Der Film fängt 1975 an. Ein besonderes Mädchen wird in das Institut von Professor Charles Xavier (James McAvoy) gebracht. Er verspricht ihr das Beste für sie, das sei ein Ort mit speziellen Menschen wie sie. Es ist der Ort, an dem die X-Men sich rekrutieren.

1992 geht bei einer Space-Shuttle-Mission etwas schief. Das erwachsene besondere Mädchen Jean wird jetzt von Sophie Turner gespielt. Die X-Men sind gefragt für den waghalsigen Einsatz im All. Sie werden mit Kräften einer Sonneneruption konfrontiert, die sie nicht beherrschen können.

Auf Jean hat das eine verheerende Wirkung: sie wird zu Dark Phoenix mit unkalkulierbaren Energien und Fähigkeiten.
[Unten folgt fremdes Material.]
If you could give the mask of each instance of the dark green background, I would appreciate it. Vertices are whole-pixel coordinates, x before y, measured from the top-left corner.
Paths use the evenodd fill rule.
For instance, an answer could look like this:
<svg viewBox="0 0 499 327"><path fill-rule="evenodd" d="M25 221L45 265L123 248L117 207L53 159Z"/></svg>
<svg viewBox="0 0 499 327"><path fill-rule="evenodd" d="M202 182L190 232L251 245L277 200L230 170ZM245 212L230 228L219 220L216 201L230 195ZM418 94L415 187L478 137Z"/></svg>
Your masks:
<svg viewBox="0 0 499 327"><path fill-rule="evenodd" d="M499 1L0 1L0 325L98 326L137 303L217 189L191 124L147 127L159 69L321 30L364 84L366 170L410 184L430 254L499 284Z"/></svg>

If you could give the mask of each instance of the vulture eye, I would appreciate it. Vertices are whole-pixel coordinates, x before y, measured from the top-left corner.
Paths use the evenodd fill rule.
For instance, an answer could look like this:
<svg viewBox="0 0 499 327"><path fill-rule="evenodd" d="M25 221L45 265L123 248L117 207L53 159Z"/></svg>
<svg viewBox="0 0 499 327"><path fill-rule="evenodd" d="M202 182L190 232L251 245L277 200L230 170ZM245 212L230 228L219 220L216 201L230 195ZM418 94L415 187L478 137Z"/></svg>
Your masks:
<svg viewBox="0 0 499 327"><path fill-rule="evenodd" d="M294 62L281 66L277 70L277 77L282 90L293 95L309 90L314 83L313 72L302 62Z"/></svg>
Sie wird deshalb von einer Gestaltwandlerin (Jessica Castain) gejagt.

Die X-Men, die sind schon eine originelle Crew mit ihren Anleihen an Indigenen-Kulturen. Aber in diesem Film von Simon Kirberg nach dem Drehbuch von John Byrne + 3 nach den Comics von Jack Kirby und Stan Lee haben sie wenig Chancen, diese menschlich eventuell urwüchsige Komponente zum Tragen zu bringen. Hier herrscht die Killerdominanz der Special-Effects der Computer-Animation. Die Geschichte verläppert sich darin. Die statische Inszenierung lässt den Darstellern keinen Gestaltungsraum.

Wer meine kühle, zurückhaltende Reaktion auf diesen Film nachvollziehen möchte, der sollte sich den in zwei Wochen anlaufenden „Brightburn – Son of Darkness“ anschauen, zwar im Horrorgenre angesiedelt, aber mit vielen Parallelen: ein 5-Sterne-Glanz-Menü gegenüber diesem Produkt aus industrieller MassenComicHaltung.